On aime les vernis ! On les aimes à la folie ! Qu'ils soient sélectifs, mat, brillant, ou fluos, on les chéris ! Quand ils sont pour les ongles... On s'en barbouille !! Aujourd'hui, ils deviennent écolo: une raison de plus de les arborer 'arc en ciel' !

Des vernis aux formules naturelles, aux couleurs tendance et à la tenue irréprochable ? Quand on est fan de vernis, il n'est pas toujours facile de ne pas en abuser, même si la toxicité de certaines formules a souvent été mise en cause... "Formal déhyde", "toluène", "dibutyl phtalate"... beurk''

Bonne nouvelle, avec les vernis Kure Bazaar, adieu les craintes de fragiliser ses ongles ou de s'intoxiquer en se les rongeant : leur formule est à 85 % d'origine naturelle: coton, maïs, pulpe de bois... Gros challenge que celui de proposer une formule safe, mais qui assure une tenue zéro défaut et un fini ultra-brillant...

Cette petite marque est née de l’association d’un ex-top model, Kartika Luyet, et de Christian David, fondateur des parfums bio Honoré des Prés. Après avoir longuement observé le marché US, où la guerre anti-chimie fait rage, ils ont décidé de pousser encore plus loin le curseur du vernis allégé en chimie. « Mais pour cela, il fallait une formule qui tienne vraiment la route, précise Christian David.

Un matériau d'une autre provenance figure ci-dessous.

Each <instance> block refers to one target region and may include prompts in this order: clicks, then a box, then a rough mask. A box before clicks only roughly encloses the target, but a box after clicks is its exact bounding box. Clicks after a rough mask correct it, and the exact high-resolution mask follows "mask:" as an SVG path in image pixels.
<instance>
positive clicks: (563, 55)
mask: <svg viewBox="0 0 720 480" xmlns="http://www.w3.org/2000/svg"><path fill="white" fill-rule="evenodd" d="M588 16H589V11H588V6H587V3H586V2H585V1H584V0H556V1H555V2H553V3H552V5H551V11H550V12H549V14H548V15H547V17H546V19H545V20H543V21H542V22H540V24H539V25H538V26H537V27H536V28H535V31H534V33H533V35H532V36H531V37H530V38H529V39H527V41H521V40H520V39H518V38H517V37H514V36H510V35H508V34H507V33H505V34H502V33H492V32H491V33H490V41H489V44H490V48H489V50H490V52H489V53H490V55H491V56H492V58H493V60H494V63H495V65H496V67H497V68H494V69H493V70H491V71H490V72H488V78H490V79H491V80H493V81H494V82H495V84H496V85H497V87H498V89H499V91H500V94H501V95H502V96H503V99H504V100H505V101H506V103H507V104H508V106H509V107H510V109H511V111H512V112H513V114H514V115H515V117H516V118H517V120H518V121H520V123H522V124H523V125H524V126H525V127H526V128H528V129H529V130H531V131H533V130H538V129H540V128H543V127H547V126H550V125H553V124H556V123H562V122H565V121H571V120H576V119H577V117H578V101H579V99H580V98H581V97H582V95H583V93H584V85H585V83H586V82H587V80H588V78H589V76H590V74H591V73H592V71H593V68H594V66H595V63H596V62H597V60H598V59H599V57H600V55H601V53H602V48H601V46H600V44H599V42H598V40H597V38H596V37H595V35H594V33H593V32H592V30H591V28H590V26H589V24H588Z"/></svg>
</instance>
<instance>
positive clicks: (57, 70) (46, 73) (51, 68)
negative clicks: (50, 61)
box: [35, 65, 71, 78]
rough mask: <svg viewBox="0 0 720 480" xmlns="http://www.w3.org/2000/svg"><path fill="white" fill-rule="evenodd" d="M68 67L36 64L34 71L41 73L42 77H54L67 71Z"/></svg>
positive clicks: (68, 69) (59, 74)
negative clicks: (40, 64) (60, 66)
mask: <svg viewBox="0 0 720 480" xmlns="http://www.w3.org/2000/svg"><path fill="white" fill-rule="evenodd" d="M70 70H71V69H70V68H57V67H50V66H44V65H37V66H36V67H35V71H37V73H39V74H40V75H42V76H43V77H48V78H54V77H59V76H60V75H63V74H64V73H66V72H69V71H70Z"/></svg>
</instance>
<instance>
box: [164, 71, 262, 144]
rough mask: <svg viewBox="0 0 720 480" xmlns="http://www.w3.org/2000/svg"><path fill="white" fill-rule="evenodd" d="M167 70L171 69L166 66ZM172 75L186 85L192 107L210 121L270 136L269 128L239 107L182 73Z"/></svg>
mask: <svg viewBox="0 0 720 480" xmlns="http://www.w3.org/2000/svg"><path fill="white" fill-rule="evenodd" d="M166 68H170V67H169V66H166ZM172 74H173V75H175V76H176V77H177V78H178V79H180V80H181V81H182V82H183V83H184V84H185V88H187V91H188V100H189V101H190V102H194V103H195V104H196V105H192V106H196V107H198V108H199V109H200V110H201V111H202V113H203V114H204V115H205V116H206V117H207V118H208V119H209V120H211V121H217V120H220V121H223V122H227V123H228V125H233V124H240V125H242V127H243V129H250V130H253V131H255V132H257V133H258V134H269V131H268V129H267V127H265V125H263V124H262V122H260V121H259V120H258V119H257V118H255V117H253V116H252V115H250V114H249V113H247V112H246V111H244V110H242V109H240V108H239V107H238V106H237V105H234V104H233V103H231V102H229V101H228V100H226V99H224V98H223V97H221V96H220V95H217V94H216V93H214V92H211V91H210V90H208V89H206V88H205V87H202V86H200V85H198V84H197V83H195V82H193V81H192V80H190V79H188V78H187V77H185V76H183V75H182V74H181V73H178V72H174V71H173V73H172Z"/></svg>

Il a fallu des années pour mettre au point ce vernis naturel à 85 %, qui utilise pour la première fois des solvants et agents plastifiants d’origine végétale, à base de pulpe de bois, de coton, de pomme de terre et de maïs. ». Cette laque à la texture dense et élastique galbe parfaitement ongles, façon résine végétale.

Pari réussi avec cette collection de plus de 20 teintes très tendances, dont une série de vernis 'blue jean' very addictive: Stone Wash, Hipster, Rock Star...

Difficile de ne pas trouver son bonheur parmi les très belles couleurs de la gamme, avec un petit coup de cœur pour les pastels, stars des belles saisons.

Kure Bazaar n'est pas la première marque à se distinguer par cette volonté de nous embiolir les ongles, car l’enjeu est de taille : à l’heure où les laques se vendent comme des petits pains, celui qui saura résoudre l’équation d’une formule aussi naturelle que performante se taillera la part du lion !  Aux USA, les vernis « water-based » sont très populaires. À l’image de la peinture acrylique s’opposant à la peinture glycéro, leurs formules remplacent les solvants chimiques par de l’eau, ce qui les rend totalement inoffensifs et écologiques... En attendant, la plupart des marques vertes jouent profil bas, arguant qu’ongles carrossés et naturalité sont incompatibles.

On vous note tout de même les marques à suivre de près: Léa Nature et ses vernis So’Bio, Couleur Caramel, Benecos, Santé Naturkosmetik, Acquarella vendue sur bazarbio.com, Scotch Naturals  sur www.scotchnaturals.com.